Below is a memo for a data story from Mark Hansen's Data II class at Columbia Journalism School, in which I received honors. The process and story are described in-depth below. The assignment was to conduct story-worthy R analysis of a Twitter dataset provided to us by Gilad Lotan, Chief Data Scientist at Betaworks. The analysis here is fresh and the product of my own independent analysis. It has not yet been pitched for publication.
The input datasets (besides Gilad's Twitter dataset) are accessible here.
My full R code is accessible here.
In examining the Twitter trending topics data, I was curious how the topics broke down as a comparison between cities. How “common” the conversation is between cities might get at some geographic distinctions of American politics and culture.
Many interesting metrics have been used to group cities together in a sense of commonality: population density, political affiliation, density of graduate degrees, firearm ownership, sports fandom, food cost, public expenditures, and on and on.
However, the ‘most trending’ topics (if they represent the major topics of conversation for a given city), offer a compelling metric for directly comparing the cultures of one city to another.
Behind the Dataset
The attached code is heavily commented and the structure should be largely self-explanatory. Here, I’ll offer clarification and discussion on the code.

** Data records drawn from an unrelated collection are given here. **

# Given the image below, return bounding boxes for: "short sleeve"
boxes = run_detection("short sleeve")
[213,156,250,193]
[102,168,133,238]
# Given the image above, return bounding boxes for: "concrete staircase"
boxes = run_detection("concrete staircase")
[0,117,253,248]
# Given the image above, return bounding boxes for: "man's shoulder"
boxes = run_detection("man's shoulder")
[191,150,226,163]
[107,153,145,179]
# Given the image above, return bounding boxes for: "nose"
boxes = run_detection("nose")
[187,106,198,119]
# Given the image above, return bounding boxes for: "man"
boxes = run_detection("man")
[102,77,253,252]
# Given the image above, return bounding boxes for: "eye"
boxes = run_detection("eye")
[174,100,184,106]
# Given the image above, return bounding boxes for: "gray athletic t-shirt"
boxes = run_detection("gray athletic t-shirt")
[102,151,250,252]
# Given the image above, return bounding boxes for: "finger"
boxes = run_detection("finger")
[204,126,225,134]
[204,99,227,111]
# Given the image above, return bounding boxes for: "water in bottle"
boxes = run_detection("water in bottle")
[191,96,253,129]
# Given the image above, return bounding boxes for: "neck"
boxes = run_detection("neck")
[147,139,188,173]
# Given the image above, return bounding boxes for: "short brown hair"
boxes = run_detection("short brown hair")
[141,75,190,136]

I limited the data to include only trending topics that appeared enough times to warrant being considered relevant. Many topics appear briefly each day and never appear again. By a very modest limitation, I hoped to remove irrelevant trends in a way that brought the data closer to the nebulous concept of “the conversation” actually occurring in a given city. Gilad Lotan suggested a ‘floor’ to the topic time windows.
I examined a couple example cities and tried different forms of a floor and settled on one that was fairly lenient. Trends are only included in the final list if, on a single day, they trend for at least 30 minutes overall. These trends could appear for one continuous half-hour or six separate five-minute windows throughout the day. Given the intra-day limitation, I think allowing for non-contiguous counting is reasonable. Here’s a brief table of the effects of different cutoffs:
The choice of 30 minutes is a judgment call. At once, I want to ensure a high enough floor that only relevant topics enter, but not so high that too many topics are filtered out. Considering “round” cutoffs like those in the table above, eliminating half of the unique observations in the dataset seemed excessive, but putting the floor at only fifteen minutes seemed too short. A half-hour floor that eliminated a little over third of the unique trends struck me as a decent floor.

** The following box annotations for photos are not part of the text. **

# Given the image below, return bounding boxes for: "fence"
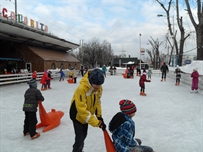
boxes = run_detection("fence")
[0,69,69,85]
[0,69,203,90]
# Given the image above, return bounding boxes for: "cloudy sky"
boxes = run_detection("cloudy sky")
[0,0,195,57]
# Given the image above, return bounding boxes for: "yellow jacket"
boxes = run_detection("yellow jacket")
[69,71,102,127]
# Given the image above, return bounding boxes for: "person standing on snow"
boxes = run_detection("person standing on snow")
[191,69,199,93]
[32,71,37,80]
[160,62,168,81]
[69,69,106,152]
[72,68,77,83]
[102,65,107,77]
[23,79,44,140]
[147,69,152,79]
[174,65,184,86]
[139,72,151,96]
[40,70,50,91]
[56,69,65,81]
[109,99,154,152]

With that basic dataset (“long_us” in the code), I set out to create the “ratios” dataset that gives the portion of one city’s unique trends that appear in another city’s list of unique trends. Considering each city as a “denominator” and “numerator” city, the ratio represents the number of trends that appear in both cities over the total number of unique trends in the denominator city.
Twitter collects trending topics for 48 American cities, meaning 2,256 (48*47) pairs, each with a related ratio (inverting the numerator and denominator city doesn’t invert the calculated ratio as the actual numerator is the trend counts common to both cities). To obtain this dataset, I have a nested pair of for loops that calculates each ratio, produces named subsets of “long_us” for each city (for reference – they’re not used in later code), and creates a summary stats dataset of all 48 cities (“sum”). These nested for loops take roughly five hours to run.
[As a brief aside, I’d love any feedback on efficiency and if the long runtime here is a product of inefficient coding (I know the summary dataset could be calculated outside the for loop for instance). I’m completely new to R, so I imagine it can be improved. The runtime showed one minor downside of R as compared to SAS, from my personal experience.]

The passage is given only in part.